A Portugal Telecom [PTC], que ontem tinha sido um dos títulos de maior influência na queda da bolsa, recuperava com uma subida de 0,12% para os 8,70 euros, enquanto a PT Multimédia [PTM] avançava 0,06 % para os 17,56 euros. A operadora de telecomunicações nacional está a ser alvo de um período de mais valias, depois dos ganhos que se seguiram à apresentação de resultados e do plano de remuneração aos accionistas no início de Setembro.

A Média Capital impulsionava o índice com uma valorização de 1,2% para os 4,23 euros, depois da ES Research ter hoje aumentado o peso da Media Capital na carteira modelo, baixando a ponderação da PT Multimédia. O banco cita a maior exposição da empresa liderada por Miguel Paes do Amaral ao mercado publicitário, à volta do qual existe um grande optimismo de crescimento.

O grupo liderado por Paes do Amaral anunciou hoje que a NexGen Capital Limited, uma companhia sedeada em Dublin, na Irlanda, passou a deter mais de 2% da empresa que controla a TVI, depois de ter comprado 150 mil acções no dia 21 de Setembro.

A Impresa também avançava 0,70 % para os 4,31 euros. O grupo liderado por Francisco Pinto Balsemão está a preparar o lançamento da versão portuguesa da publicação francesa «Courrier Internacional» e da versão angolana da revista do grupo, «Caras», além da revista masculina britânica «FHM», avançou hoje o Jornal de Negócios. A Cofina [COFI] perdia 0,63% para os 3,17 euros.

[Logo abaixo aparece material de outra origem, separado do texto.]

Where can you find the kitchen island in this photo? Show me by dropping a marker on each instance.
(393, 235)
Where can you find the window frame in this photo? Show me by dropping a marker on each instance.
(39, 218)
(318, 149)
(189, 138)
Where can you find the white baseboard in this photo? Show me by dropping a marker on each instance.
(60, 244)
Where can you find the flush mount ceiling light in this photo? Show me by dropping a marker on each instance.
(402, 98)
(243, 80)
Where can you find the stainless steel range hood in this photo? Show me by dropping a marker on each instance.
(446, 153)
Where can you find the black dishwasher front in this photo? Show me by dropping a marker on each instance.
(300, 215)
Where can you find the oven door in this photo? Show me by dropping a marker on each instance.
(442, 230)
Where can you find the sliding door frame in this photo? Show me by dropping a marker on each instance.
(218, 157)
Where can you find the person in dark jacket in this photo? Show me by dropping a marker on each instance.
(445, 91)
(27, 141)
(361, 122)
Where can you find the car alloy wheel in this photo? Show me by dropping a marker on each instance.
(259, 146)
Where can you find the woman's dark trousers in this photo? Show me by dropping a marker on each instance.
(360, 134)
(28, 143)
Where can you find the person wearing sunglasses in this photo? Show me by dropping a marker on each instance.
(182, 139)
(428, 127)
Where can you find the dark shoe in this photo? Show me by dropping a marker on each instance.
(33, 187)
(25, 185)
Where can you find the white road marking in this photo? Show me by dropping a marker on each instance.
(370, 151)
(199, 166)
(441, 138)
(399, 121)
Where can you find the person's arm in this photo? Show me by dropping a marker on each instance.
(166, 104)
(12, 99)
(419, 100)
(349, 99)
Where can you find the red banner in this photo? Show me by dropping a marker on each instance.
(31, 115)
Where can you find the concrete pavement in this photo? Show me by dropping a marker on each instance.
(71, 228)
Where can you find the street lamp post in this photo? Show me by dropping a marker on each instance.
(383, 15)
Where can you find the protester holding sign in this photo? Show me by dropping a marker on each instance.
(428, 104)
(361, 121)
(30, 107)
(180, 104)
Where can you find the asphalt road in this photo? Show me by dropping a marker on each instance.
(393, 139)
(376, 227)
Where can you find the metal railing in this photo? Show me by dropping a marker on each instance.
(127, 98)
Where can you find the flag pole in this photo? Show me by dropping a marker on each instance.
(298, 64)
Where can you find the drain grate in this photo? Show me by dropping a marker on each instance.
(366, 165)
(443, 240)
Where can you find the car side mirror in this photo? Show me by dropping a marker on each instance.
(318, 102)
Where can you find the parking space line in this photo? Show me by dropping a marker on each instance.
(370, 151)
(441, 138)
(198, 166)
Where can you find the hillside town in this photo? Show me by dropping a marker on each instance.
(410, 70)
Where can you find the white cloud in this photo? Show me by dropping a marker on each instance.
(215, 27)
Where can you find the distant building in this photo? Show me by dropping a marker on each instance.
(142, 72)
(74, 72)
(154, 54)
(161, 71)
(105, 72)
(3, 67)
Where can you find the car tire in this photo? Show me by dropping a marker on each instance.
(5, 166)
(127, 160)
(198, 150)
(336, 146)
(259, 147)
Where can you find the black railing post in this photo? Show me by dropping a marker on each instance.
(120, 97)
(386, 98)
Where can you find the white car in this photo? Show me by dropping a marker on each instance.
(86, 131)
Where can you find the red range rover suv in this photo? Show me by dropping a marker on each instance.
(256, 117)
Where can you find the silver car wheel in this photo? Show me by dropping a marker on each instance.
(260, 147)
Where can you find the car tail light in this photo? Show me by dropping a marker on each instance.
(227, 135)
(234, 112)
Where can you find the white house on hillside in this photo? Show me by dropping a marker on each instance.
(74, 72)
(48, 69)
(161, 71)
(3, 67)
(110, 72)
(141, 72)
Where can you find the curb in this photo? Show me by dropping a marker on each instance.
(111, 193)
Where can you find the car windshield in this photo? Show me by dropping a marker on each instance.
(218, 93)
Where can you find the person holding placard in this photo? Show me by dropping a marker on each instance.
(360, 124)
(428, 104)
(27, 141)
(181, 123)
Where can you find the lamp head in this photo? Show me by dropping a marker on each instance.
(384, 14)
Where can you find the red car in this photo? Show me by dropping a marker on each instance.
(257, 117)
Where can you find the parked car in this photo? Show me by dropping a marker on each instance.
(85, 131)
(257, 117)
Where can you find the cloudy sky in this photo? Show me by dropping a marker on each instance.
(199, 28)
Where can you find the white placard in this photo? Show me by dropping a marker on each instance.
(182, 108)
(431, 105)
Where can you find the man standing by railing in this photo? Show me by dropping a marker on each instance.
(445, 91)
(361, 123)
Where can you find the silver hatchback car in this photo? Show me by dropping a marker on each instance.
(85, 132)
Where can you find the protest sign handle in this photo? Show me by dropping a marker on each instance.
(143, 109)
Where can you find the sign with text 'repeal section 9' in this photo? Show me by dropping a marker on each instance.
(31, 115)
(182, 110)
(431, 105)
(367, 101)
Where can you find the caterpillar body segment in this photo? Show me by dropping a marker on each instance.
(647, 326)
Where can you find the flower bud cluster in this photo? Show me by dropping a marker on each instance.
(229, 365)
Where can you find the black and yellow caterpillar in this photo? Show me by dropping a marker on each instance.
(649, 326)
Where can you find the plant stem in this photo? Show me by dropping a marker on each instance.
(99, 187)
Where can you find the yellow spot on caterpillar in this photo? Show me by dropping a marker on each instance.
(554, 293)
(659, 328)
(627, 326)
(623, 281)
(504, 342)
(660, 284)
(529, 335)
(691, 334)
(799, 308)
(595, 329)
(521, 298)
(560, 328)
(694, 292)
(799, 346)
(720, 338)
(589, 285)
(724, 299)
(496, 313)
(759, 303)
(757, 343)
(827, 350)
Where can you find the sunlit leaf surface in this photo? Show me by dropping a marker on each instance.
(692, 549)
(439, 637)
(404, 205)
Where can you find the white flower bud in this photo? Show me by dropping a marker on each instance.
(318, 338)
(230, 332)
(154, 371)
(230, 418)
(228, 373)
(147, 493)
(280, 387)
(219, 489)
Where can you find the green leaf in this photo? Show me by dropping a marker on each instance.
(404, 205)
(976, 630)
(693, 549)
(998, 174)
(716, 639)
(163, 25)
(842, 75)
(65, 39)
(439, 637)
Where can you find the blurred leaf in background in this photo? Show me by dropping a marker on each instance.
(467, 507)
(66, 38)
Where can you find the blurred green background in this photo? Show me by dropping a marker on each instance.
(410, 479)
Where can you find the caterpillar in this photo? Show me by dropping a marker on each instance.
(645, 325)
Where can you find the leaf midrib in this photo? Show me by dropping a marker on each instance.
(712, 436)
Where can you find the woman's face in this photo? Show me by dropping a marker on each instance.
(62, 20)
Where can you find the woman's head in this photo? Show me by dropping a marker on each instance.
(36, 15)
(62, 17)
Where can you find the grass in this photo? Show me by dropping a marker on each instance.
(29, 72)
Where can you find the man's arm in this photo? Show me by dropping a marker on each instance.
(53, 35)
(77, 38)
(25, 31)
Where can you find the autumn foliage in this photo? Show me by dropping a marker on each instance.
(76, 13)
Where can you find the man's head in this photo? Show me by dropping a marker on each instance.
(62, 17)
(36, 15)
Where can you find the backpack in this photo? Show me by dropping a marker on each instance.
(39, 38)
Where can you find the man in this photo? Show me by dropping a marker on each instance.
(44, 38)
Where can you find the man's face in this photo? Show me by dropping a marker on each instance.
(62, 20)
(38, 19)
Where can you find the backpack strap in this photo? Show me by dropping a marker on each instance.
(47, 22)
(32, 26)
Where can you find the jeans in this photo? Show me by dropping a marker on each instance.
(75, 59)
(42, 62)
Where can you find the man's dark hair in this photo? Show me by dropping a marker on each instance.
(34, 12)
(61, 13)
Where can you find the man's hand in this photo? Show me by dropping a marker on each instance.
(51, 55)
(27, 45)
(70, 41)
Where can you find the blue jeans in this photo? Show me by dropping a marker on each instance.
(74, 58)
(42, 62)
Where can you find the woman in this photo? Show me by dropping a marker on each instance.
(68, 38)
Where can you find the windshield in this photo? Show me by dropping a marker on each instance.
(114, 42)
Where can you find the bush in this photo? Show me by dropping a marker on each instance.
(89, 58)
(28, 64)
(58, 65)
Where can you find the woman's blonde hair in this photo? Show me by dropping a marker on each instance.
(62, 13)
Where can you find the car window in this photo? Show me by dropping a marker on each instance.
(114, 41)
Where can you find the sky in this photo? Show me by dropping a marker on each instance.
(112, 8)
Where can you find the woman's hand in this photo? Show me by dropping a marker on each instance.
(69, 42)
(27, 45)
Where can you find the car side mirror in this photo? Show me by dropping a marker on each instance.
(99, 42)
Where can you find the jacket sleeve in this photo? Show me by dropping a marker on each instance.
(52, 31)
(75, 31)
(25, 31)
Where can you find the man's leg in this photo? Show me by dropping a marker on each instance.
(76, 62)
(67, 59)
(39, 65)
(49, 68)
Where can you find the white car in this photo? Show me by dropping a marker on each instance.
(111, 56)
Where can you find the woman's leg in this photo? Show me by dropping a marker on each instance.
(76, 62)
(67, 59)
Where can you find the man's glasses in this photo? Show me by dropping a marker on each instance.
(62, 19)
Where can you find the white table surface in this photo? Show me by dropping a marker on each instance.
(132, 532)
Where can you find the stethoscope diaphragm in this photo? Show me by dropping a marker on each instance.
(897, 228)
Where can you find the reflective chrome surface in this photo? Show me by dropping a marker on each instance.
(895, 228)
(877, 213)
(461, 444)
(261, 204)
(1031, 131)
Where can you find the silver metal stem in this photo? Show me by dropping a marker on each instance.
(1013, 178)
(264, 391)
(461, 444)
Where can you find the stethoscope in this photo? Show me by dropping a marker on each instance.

A pressionar o índice seguia a Electricidade de Portugal [EDP] a perder 0,84 % para os 2,35 euros. A eléctrica recebeu comentários positivos de analistas, pelo facto de a Comissão Europeia ter aprovado o fim dos Contratos de Aquisição de Energia. O Commerzbank subiu mesmo a recomendação da eléctrica para de «overweight», com um preço-alvo de 3 euros.

A Brisa [BRISA], depois de ter recebido recomendações positivas de analistas, seguia inalterada nos 6,44 euros, com os investidores a aproveitarem para fazer mais valias. A concessionária de auto-estradas, que vinha ontem de uma série de três sessões de ganhos, tem vindo a fixar máximos históricos consecutivos, suportados pelas recomendações positivas de vários analistas.

A Cimpor [CIMP] também pressionava o índice a perder 0,48 % para os 4,11 euros.

A Portucel [PTCL] seguia inalterada nos 1,55 euros depois do Santander Pensões ter voltado a reforçar a posição na estrutura accionista da empresa, controlando agora 4,065% do capital social, após o reforço por parte do Crédito Predial. Este anúncio surge três dias antes do final do OPA que está a ser lançada pela Semapa sobre a empresa de pasta e papel.

As acções da Semapa [SEMA] seguiam a valorizar 0,51% para os 3,95 euros.